One of Akatsuki's infrared cameras took this image of the night side of Venus, the most detailed view of the planet's nighttime clouds ever acquired. Credit: JAXA
One of Akatsuki’s infrared cameras took this image of the night side of Venus, the most detailed view of the planet’s nighttime clouds ever acquired. Credit: JAXA

Akatsuki carries three infrared cameras, each tuned to resolve a different layer in Venus’s atmosphere.

One of the imagers can see deep into the planet’s shroud of clouds and toxic haze to see Venus’s surface terrain. An early picture from the camera revealed Aphrodite Terra, a highland region near the planet’s equator so far only observed by radar surveys.

Another sensor in longwave infrared can detect the temperature of Venus’s cloud tops, while a two-micron imaging channel is suited for observations of the planet’s night side.

Akatsuki beamed back the most detailed global image ever captured of Venus’s night side clouds March 25. The six-second exposure, posted above, reveals previously unseen wave and stripe patterns.

“This is to date the most detailed global view of the night-side disk,” JAXA wrote in a description accompanying the image. “At 2.26 microns, spatially-inhomogeneous clouds appear as silhouette back-illuminated by thermal radiation from the hot lower atmosphere.
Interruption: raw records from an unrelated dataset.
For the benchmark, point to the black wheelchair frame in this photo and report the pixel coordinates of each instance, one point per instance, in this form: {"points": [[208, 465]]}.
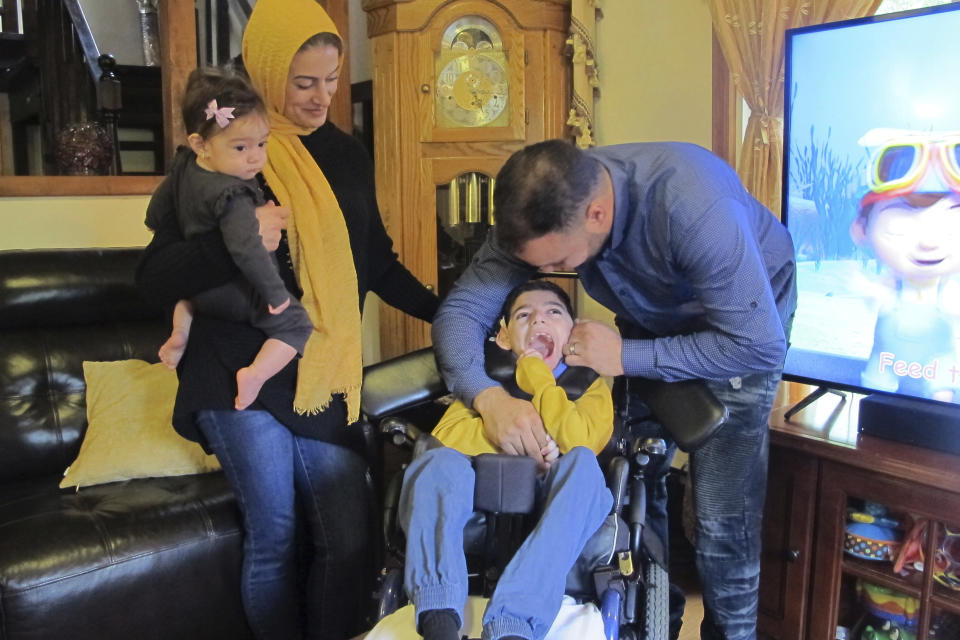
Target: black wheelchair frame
{"points": [[403, 394]]}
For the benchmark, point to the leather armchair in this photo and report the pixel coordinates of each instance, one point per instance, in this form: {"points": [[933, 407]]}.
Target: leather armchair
{"points": [[148, 558]]}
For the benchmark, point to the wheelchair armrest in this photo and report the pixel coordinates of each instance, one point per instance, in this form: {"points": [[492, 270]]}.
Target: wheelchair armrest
{"points": [[687, 409], [394, 385]]}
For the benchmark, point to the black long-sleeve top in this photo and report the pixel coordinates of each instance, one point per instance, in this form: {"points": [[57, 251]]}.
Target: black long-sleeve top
{"points": [[173, 268]]}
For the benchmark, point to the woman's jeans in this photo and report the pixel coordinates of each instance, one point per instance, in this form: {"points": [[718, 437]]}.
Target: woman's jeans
{"points": [[728, 477], [437, 500], [294, 490]]}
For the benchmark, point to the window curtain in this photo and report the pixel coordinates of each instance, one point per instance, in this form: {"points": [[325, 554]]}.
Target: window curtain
{"points": [[581, 48], [751, 36]]}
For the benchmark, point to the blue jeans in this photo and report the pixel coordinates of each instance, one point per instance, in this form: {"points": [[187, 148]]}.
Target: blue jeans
{"points": [[286, 487], [437, 500], [728, 478]]}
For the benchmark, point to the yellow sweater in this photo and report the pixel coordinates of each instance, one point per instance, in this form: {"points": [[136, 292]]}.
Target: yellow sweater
{"points": [[585, 422]]}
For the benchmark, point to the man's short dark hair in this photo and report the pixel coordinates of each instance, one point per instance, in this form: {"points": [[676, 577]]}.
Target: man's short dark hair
{"points": [[541, 189], [536, 284]]}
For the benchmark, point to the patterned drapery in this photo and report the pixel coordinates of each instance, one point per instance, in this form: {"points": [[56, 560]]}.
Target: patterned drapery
{"points": [[751, 35], [581, 47]]}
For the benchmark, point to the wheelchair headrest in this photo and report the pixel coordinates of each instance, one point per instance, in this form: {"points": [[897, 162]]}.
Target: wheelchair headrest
{"points": [[501, 365], [400, 383]]}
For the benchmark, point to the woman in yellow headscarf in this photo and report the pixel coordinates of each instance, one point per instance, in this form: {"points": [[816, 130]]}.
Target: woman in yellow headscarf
{"points": [[291, 455]]}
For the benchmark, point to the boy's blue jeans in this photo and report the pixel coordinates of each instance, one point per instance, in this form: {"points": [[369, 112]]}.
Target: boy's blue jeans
{"points": [[437, 500], [728, 478], [277, 476]]}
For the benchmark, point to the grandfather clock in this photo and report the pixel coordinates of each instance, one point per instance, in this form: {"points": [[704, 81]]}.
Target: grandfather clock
{"points": [[458, 85]]}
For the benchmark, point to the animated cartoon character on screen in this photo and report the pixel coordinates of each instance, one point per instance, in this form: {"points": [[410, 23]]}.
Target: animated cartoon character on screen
{"points": [[910, 219]]}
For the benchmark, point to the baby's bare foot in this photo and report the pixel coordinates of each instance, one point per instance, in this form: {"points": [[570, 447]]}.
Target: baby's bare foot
{"points": [[172, 350], [248, 387]]}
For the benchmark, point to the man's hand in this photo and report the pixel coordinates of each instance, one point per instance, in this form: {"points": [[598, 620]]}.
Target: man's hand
{"points": [[278, 309], [511, 424], [273, 220], [595, 345], [550, 453]]}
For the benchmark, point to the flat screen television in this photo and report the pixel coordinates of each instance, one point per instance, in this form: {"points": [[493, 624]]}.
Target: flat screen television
{"points": [[872, 199]]}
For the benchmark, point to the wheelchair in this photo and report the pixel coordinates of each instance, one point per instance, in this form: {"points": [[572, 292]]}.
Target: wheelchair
{"points": [[403, 398]]}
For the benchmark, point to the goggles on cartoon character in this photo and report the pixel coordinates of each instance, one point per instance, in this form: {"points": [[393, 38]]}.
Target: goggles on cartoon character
{"points": [[903, 166]]}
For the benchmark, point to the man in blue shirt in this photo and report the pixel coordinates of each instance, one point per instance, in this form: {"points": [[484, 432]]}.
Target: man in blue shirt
{"points": [[701, 278]]}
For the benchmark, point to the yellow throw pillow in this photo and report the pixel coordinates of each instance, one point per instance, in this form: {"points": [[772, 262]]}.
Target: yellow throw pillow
{"points": [[129, 427]]}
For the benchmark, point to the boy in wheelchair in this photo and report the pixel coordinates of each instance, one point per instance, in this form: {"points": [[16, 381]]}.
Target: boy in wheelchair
{"points": [[571, 495]]}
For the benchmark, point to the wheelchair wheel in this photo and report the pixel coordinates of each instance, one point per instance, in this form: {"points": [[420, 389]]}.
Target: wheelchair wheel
{"points": [[391, 593], [657, 605]]}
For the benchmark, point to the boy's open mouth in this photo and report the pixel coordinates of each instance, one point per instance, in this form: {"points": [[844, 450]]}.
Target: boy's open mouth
{"points": [[542, 343]]}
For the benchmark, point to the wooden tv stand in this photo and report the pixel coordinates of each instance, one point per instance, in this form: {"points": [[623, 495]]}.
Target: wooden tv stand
{"points": [[819, 463]]}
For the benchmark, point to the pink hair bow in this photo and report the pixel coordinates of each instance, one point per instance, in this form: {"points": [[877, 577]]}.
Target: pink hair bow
{"points": [[223, 115]]}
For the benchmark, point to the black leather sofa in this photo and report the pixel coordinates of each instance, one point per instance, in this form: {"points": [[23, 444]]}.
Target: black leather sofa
{"points": [[140, 559]]}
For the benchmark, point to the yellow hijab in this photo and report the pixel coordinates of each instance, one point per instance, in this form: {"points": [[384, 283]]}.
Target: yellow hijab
{"points": [[317, 233]]}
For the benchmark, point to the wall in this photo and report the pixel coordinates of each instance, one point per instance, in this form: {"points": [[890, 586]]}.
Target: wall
{"points": [[102, 221], [655, 73]]}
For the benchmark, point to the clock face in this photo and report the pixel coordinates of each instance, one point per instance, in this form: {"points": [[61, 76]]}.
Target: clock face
{"points": [[472, 89]]}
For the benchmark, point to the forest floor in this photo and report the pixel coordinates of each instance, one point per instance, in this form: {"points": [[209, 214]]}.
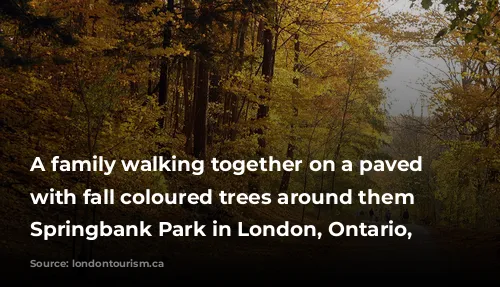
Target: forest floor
{"points": [[432, 250]]}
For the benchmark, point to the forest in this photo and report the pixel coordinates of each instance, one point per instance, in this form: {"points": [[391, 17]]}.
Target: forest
{"points": [[244, 80]]}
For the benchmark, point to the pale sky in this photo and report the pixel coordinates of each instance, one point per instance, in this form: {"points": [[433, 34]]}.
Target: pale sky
{"points": [[407, 71]]}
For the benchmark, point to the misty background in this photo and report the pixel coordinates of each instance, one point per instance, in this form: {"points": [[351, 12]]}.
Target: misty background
{"points": [[408, 71]]}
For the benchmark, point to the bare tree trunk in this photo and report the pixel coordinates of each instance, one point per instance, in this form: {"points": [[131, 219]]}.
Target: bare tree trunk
{"points": [[164, 67], [200, 108], [285, 179]]}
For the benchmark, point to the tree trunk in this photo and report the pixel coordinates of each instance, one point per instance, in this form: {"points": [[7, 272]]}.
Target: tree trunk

Such images, combined with other cameras’ data, will be used to study the 3D structure and dynamics of Venus atmosphere.”

The longwave infrared camera spotted an unexpected bow-shaped cloud stretching thousands of kilometers running from the northern hemisphere to the southern hemisphere of the planet.

“This is the first time to learn (of) such a phenomenon,” JAXA said in a statement.

An ultraviolet camera aboard Akatsuki can help scientists study the origin of the planet’s clouds and track weather patterns as they move around the planet with jet stream winds moving at up to 400 kilometers per hour (250 mph).

Imamura said the processes responsible for the formation of Venus’s sulfuric acid clouds seem to be much more complicated than expected.

Scientists plan near-continous global imaging throughout Akatsuki’s mission, plus closeups when the spacecraft is near Venus, occasional searches for lightning and atmospheric profile measurements with the probe’s radio science platform.